I've found myself having to use a python script to access a webarchive.
What I have is a 'megawarc' web archive file from http://archive.org/details/archiveteam-fanfiction-warc-11. I need to un-megawarc this, using the python script found at https://github.com/alard/megawarc.
I'm trying to run the 'restore' command, and I have the three files needed (FILE.warc.gz, FILE.tar, and FILE.json.gz) from the first link.
I have both python 2.7 and 3.3 installed.
--------------update--------------
I've ran both this method..
python megawarc restore FILE
and this method..
Make sure you have the files megawarc and ordereddict.py in the same directory, with the files you want to convert.

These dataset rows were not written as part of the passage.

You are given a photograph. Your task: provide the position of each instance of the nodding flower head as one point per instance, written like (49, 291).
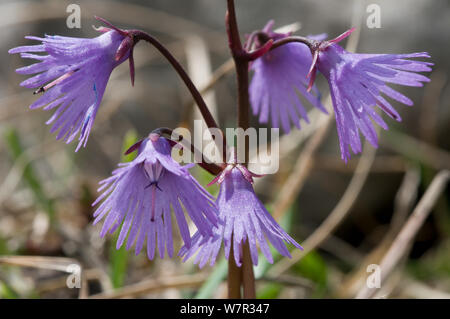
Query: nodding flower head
(139, 196)
(242, 219)
(278, 75)
(357, 85)
(72, 76)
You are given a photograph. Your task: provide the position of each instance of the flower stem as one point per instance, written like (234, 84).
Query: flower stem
(206, 114)
(241, 60)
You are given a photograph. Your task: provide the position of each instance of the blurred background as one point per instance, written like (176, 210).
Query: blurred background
(46, 188)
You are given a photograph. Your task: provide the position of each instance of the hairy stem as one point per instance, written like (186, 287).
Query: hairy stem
(206, 114)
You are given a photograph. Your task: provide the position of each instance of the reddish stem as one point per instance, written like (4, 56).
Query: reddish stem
(207, 116)
(241, 60)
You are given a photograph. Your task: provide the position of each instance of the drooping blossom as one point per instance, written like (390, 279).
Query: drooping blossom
(139, 197)
(72, 75)
(357, 85)
(242, 218)
(279, 75)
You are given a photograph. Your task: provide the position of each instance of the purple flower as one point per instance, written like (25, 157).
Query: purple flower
(72, 77)
(242, 218)
(357, 82)
(277, 76)
(140, 194)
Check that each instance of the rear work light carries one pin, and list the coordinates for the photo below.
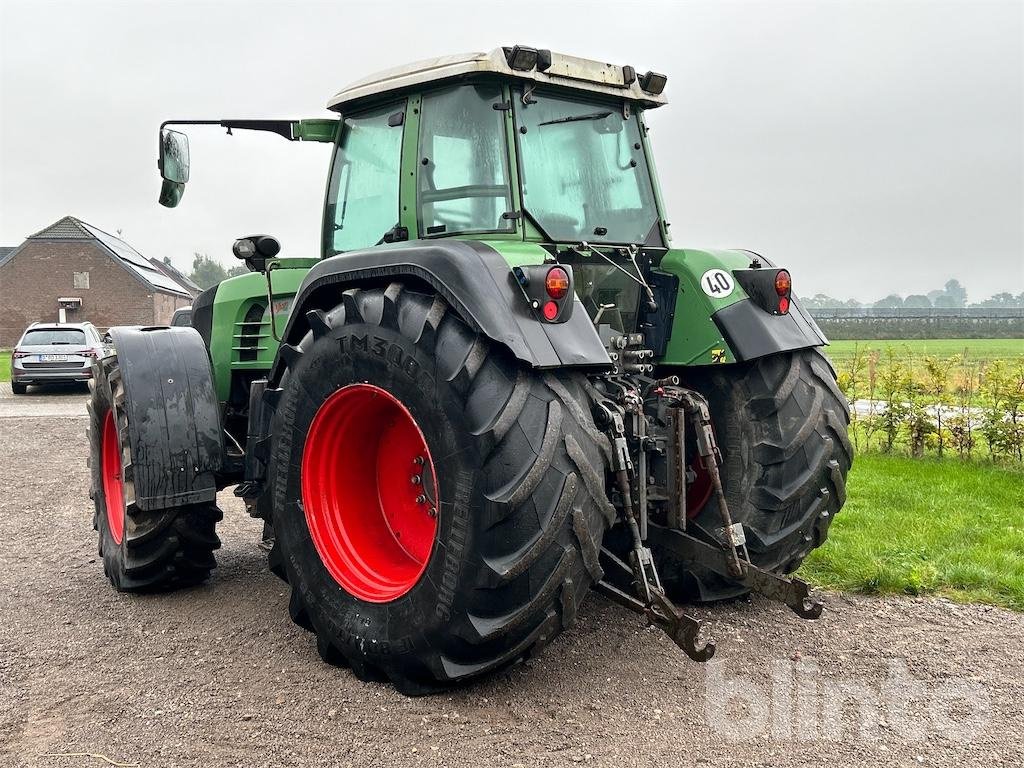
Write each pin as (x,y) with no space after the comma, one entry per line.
(783,287)
(557,283)
(548,290)
(783,283)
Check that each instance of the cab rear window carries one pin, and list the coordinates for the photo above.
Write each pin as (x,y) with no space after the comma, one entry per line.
(53,336)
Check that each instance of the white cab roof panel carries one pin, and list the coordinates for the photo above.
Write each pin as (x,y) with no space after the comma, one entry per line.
(581,74)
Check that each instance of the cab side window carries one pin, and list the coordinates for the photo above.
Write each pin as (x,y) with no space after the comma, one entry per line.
(363,197)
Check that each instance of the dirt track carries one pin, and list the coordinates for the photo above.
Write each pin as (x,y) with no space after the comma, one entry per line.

Rename the file megawarc to megawarc.py Open a python console in this directory
Type the following code (line by line) :
import sys
sys.argv = ['megawarc','restore','FILE']
import megawarc
megawarc.main()
using python 2.7, and this is what I get..
c:\Python27>python megawarc restore FILE
Traceback (most recent call last):
File "megawarc", line 563, in <module>
main()
File "megawarc", line 552, in main
mwr.process()
File "megawarc", line 460, in process
self.process_entry(entry, tar_out)
File "megawarc", line 478, in process_entry
entry["target"]["offset"], entry["target"]["size"])
File "megawarc", line 128, in copy_to_stream
raise Exception("End of file: %d bytes expected, but %d bytes read." % (buf_size, l))
Exception: End of file: 4096 bytes expected, but 236 bytes read.
Is there something else i'm missing?
I have the following files all in c:\python27
FILE.megawarc.json.gz
FILE.megawarc.tar
FILE.megawarc.warc.gz
megawarc
ordereddict.py
Is this some type of corrupt file error? Is there something i'm missing?